Le 14 mars 1790, Bligh arrive en Angleterre. Les nouvelles de la mutinerie l’ayant précédé, il est accueilli en héros. En octobre 1790, il est acquitté par une cour martiale pour la perte de la Bounty et promu post-captain (poste correspondant à celui de capitaine de vaisseau).
En novembre de la même année, la frégate HMS Pandora et son capitaine Edward Edwards sont envoyés par l’Amirauté à la recherche de la Bounty et des mutins qui s’en étaient emparés. Ils doivent les ramener impérativement en Angleterre pour qu’ils soient jugés. Le navire arrive à Tahiti le 23 mars 1791 et les quatorze survivants de la Bounty sont arrêtés, quand ils ne se livrent pas d’eux-mêmes. Edwards, sans faire de distinction entre les mutins et ceux qui ont été retenus à bord contre leur gré, les enferme tous dans une prison spécialement aménagée dans la plage arrière du bateau : la Boîte de Pandore.
Bligh, promu au rang de commandant du HMS Providence et parti en mer pour une seconde expédition (également pour obtenir des arbres à pain), avait quitté l’Angleterre depuis un an et n’assista pas au procès. Le procès en cour martiale commença le 12 septembre 1792 à bord du HMS Duke, amarré dans le port de Portsmouth, et fut présidé par l’amiral Lord Hood.
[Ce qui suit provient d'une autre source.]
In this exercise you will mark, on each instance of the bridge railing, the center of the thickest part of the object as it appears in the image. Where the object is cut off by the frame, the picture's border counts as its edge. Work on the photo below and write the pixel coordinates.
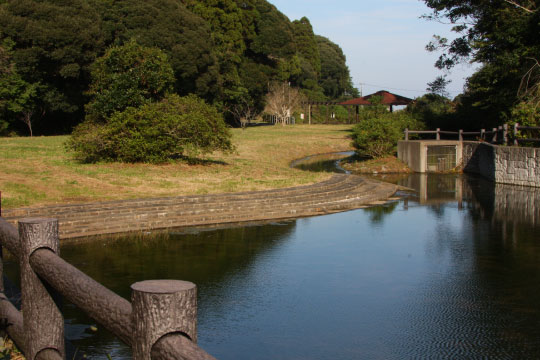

La révolte de la Bounty servit de base à de nombreux romans et articles, mais également à de nombreux films. Le premier sur le sujet fut réalisé en 1916 par l’Australien Raymond Longford et est, aujourd’hui, considéré comme perdu. En 1933, un second film, lui aussi australien, In the Wake of the Bounty, voit les débuts à l’écran de l’acteur d’Errol Flynn, ici dans le rôle de Christian. Ce long métrage est néanmoins éclipsé par la sortie des Révoltés du Bounty en 1935 qui reçut huit nominations aux Oscars et qui fut primé meilleur film. Il présente, selon Dening, le conflit classique entre la dictature de Bligh et la juste cause incarnée par Christian, ce qui vise à populariser dans l’esprit du public l’image de Bligh comme un « sadique tyrannique ».
Deux autres films suivirent : Les Révoltés du Bounty en 1962, avec Trevor Howard et Marlon Brando, et Le Bounty avec Anthony Hopkins et Mel Gibson ; tous deux reprennent cette image de Christian en héros tragique face à un capitaine oppresseur.
Certains historiens tentent néanmoins et malgré tout de nuancer l’image de Bligh. Ainsi, Richard Hough, dans une étude de 1972, dira de lui que c’était « un commandant par mauvais temps inégalable… J’irais en enfer et contre vents et marées avec lui, mais je ne passerai pas une journée sur le même navire par temps calme ».